Trovi: the Google Drive for Chameleon Experiments
- Nov. 16, 2020 by
- Jason Anderson
One important aspect of reproducibility is discoverability--what good is a packaged, reproducible experiment if nobody can find it and use it? One thinks of trees falling in forests. Consider the problem of the professor who wants to design a class for the next year, where students submit lab assignments: how do they provide these course materials such that students can work through them, ideally without fighting with library dependencies and OS problems that ultimately distract from the lab's goal? Or, consider the problem of a researcher preparing a paper for submission: how can they show the latest run of results to their advisor or colleagues? How can they encapsulate their work into a digital artifact that meets the conference's criteria? Finally, consider that you're getting started with a testbed: how do you find some useful examples of what others have done, which possibly highlight possibilities you didn't previously consider?

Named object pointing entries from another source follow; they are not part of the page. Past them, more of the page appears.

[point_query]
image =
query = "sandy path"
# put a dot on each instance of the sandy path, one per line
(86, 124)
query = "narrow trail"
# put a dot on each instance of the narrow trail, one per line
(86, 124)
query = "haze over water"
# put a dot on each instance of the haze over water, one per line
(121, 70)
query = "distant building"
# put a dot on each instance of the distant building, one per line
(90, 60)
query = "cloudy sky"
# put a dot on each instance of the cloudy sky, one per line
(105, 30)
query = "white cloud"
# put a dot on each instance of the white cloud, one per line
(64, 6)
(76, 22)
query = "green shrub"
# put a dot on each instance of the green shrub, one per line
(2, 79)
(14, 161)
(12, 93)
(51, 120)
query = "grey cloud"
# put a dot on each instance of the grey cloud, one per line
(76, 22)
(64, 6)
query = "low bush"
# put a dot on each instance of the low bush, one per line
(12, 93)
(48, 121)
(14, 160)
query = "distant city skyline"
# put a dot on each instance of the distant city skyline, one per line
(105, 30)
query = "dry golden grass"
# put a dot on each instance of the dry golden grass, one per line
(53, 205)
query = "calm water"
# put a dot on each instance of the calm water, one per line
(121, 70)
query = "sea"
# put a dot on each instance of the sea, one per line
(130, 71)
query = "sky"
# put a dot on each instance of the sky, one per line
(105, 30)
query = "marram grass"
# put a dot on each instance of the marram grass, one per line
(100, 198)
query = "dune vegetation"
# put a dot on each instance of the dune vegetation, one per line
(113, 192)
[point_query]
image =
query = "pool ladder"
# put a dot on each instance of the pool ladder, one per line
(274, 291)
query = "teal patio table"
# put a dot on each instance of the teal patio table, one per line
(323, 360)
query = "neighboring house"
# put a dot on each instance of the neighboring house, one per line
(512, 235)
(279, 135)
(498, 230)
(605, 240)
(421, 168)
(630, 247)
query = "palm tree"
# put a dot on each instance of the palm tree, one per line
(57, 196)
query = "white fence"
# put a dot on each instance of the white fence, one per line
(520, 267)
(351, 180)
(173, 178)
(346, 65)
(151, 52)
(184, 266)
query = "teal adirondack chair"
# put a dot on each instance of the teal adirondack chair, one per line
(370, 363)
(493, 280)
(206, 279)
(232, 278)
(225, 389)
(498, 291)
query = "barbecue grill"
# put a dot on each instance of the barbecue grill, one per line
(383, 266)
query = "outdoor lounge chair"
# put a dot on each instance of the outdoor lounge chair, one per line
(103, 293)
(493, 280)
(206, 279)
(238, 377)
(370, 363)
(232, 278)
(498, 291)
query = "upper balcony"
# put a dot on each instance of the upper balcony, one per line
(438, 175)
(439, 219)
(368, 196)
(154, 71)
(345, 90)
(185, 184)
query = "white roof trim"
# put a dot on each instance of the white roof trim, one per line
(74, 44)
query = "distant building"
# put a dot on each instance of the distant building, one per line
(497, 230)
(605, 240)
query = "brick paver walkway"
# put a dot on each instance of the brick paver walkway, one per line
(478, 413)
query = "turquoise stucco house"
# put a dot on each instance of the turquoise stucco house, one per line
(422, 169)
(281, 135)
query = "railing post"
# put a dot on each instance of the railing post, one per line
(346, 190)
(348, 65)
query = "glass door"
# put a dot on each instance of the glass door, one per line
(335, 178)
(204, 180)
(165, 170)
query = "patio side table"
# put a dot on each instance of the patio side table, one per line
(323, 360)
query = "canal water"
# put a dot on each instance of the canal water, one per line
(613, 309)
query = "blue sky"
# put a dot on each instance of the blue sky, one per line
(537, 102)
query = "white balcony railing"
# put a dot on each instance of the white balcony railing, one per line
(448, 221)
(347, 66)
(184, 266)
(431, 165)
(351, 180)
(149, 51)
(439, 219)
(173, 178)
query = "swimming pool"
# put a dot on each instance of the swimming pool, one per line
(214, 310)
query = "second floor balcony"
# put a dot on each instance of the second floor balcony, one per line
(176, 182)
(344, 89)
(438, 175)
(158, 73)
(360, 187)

This is why on Chameleon we are providing new capabilities for finding, saving and sharing experiments on Chameleon, which we collectively dub Trovi (from the Esperanto trovi, meaning to find!) With Trovi you can package your experiments as a Jupyter notebook, save iterations of your experiment privately, but also share your work with others and even ultimately publish your experiment as a citable research artifact.
Here's a look at how this tool and others can help you in your day-to-day work.
Problem: How can I find an already-packaged experiment that I could ask my students to reproduce and extend?
Trovi already has several experiments publicly available for all Chameleon users. They include examples of actual experiments, "quick start" tutorials, and examples illustrating some of the testbed's more advanced capabilities (see the end of this post for a full list!) You can search for experiments with keywords and also filter for experiments that are private to you, shared with a particular project, or are publicly available. For example, as a teacher, you could share all of your class assignments under a particular project--any students who you add to your project will automatically be able to see and launch the assignments (as Jupyter notebooks and supporting documentation/files) on Chameleon.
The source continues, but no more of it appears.